Síntesis transgénica de insulina
La diabetes es una enfermedad emergente, de la que se detecta un número mayor de casos cada año en el primer mundo. Es debida al malfuncionamiento de las células del páncreas, que no sintetizan correctamente la insulina, no la secretan o no son capaces de recibir la señal hormonal para hacerlo. La función de esta proteína es facilitar la absorción de los azucares producidos por el metabolismo, preferentemente tras comer hidratos de carbono, azucares. En Laguia2000 hemos hablado largamente del tema en diversos artículos, tanto de la diabetes, y sus tipos más comunes: tipo I, tipo II, como de la genética de la insulina, síntesis de insulina.
Los diabéticos tienen problemas para metabolizar el azúcar.

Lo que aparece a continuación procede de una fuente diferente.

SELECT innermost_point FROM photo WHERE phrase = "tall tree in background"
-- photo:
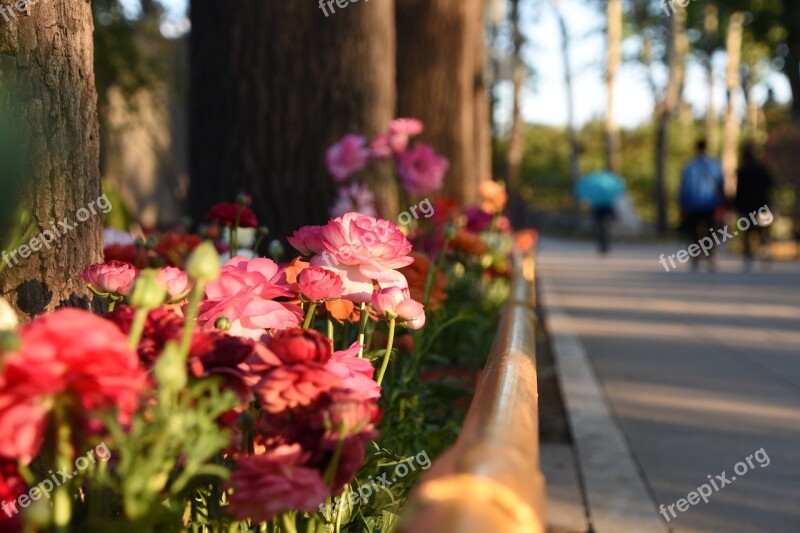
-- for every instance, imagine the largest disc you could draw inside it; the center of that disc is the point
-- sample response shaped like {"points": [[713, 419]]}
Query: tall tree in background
{"points": [[733, 82], [47, 90], [273, 84], [572, 134], [436, 73], [516, 139], [677, 48], [614, 34]]}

La insulina fue una de las primeras proteínas en purificarse. La importancia de su función permitió encontrar fácilmente qué proteína era la implicada en la absorción de glucosa de la sangre por parte de las células. Ya en 1922 se trataba a los diabéticos tipo I y II con insulina. En 1926 se purificada de extracto de origen animal (extraída del páncreas de vacas y cerdos). Esta insulina es muy similar a la de humanos y actúa de la misma manera. Sin embargo debido a que la purificación no era perfecta causaba muchos problemas de alergias debido a otras proteínas que llevaba el suero. Estos problemas fueron disminuyendo a medida que se perfeccionaban las técnicas de purificación. El problema de este tipo de tratamiento es el coste elevado del mantenimiento de los animales, que requieren un tratamiento más controlado que aquellos que son para consumo.

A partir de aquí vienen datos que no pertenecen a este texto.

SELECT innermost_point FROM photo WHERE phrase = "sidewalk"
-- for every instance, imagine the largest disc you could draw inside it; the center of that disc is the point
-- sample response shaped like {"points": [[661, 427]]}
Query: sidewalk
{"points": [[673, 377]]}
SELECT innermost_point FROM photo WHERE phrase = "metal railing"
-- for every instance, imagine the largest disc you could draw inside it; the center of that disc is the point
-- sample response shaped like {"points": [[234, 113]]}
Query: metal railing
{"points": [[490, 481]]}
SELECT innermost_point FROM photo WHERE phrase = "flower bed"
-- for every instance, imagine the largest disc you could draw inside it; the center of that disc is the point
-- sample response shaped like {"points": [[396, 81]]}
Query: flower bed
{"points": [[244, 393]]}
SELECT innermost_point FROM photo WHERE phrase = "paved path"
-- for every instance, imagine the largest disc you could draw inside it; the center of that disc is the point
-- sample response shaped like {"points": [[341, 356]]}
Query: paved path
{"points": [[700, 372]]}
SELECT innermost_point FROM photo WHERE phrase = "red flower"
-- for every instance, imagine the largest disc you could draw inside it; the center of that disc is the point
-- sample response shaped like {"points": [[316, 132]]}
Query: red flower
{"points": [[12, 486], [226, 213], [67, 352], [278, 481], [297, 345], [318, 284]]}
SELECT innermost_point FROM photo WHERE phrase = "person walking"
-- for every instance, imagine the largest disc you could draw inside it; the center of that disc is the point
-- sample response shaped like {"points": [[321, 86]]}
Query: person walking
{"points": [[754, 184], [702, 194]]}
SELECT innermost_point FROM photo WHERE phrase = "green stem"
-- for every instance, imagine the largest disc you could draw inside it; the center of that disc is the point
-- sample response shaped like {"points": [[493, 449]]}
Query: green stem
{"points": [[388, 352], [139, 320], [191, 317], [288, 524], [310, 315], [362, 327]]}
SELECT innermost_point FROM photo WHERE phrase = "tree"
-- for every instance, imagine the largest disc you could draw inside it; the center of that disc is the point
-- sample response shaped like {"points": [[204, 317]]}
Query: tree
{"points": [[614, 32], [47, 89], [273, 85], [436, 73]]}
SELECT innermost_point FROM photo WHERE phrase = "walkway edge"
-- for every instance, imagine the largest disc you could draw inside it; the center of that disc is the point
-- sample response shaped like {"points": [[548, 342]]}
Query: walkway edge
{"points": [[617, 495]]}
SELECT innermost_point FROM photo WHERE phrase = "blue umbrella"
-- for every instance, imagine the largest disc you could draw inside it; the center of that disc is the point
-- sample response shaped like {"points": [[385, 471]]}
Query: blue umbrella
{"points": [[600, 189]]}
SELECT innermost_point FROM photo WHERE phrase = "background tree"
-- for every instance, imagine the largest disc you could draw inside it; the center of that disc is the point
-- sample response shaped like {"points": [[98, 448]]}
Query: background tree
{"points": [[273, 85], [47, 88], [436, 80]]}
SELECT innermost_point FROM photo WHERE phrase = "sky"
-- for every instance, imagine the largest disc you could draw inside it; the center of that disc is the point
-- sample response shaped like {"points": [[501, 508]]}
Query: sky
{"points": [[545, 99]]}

Siguieron muchos años de estudios y mejora de las técnicas biotecnológicas hasta que durante la década de 1960 se consigue por primera vez la síntesis in vitro de insulina por Meinhofer y su equipo. De esta forma la insulina fue la primera proteína sintetizada de forma artificial. Sin embargo, la producción de esta manera era extremadamente cara, por lo que no servía para tratar a la población diabética, aunque sí se empleó con fines científicos.

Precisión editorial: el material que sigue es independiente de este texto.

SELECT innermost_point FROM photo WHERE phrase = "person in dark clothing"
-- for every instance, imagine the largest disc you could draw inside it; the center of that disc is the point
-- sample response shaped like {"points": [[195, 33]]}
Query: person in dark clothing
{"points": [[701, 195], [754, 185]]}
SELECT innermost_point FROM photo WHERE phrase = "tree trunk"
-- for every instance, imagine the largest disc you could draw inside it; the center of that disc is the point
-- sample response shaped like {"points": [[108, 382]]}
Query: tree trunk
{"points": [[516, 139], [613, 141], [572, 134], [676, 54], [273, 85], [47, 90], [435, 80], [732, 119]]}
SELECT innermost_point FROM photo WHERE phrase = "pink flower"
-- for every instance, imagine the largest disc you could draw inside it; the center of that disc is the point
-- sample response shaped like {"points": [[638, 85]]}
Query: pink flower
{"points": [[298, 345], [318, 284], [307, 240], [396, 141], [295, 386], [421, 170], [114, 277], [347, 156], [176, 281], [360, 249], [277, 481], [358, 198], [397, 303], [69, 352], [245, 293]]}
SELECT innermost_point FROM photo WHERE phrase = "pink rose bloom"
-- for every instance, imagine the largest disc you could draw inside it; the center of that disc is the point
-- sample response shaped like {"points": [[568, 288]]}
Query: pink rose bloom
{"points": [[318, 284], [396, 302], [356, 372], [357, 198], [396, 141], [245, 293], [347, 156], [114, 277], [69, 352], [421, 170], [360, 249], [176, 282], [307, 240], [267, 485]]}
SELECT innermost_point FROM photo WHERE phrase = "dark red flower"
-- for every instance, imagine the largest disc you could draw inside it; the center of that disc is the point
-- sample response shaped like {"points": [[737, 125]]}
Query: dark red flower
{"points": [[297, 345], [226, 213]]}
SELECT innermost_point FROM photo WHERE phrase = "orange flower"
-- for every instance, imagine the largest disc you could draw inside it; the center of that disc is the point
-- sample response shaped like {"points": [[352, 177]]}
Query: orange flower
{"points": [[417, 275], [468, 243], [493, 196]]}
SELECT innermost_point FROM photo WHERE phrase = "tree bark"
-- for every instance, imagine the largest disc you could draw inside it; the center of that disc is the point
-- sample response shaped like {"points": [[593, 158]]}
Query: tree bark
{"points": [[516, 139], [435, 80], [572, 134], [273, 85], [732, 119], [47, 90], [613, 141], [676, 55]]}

Finalmente se llegó en los años 1980 a la producción más avanzada utilizando bacterias para que sintetizaran la insulina. Para ello se utilizó la especie Escerichia coli, una bacteria muy bien caracterizada. Se crearon dos líneas de E. coli, cada una de ellas incluía una de las dos cadenas de la insulina (A o B). Para ello se introdujeron los genes humanos dentro de un plásmido (concretamente dentro del plásmido pBR322). Este plásmido es una secuencia de ADN circular capaz de replicarse y mantenerse dentro de las bacterias, confiriéndoles resistencia a ampicilina a demás de permitir la producción de una proteína. Con la inserción de un plásmido con una de las dos cadenas de la insulina y la posterior purificación de proteínas se podía obtener una gran cantidad de proteína en mucho menos tiempo y a menor coste que mediante el procesado de extracto pancreático de animales.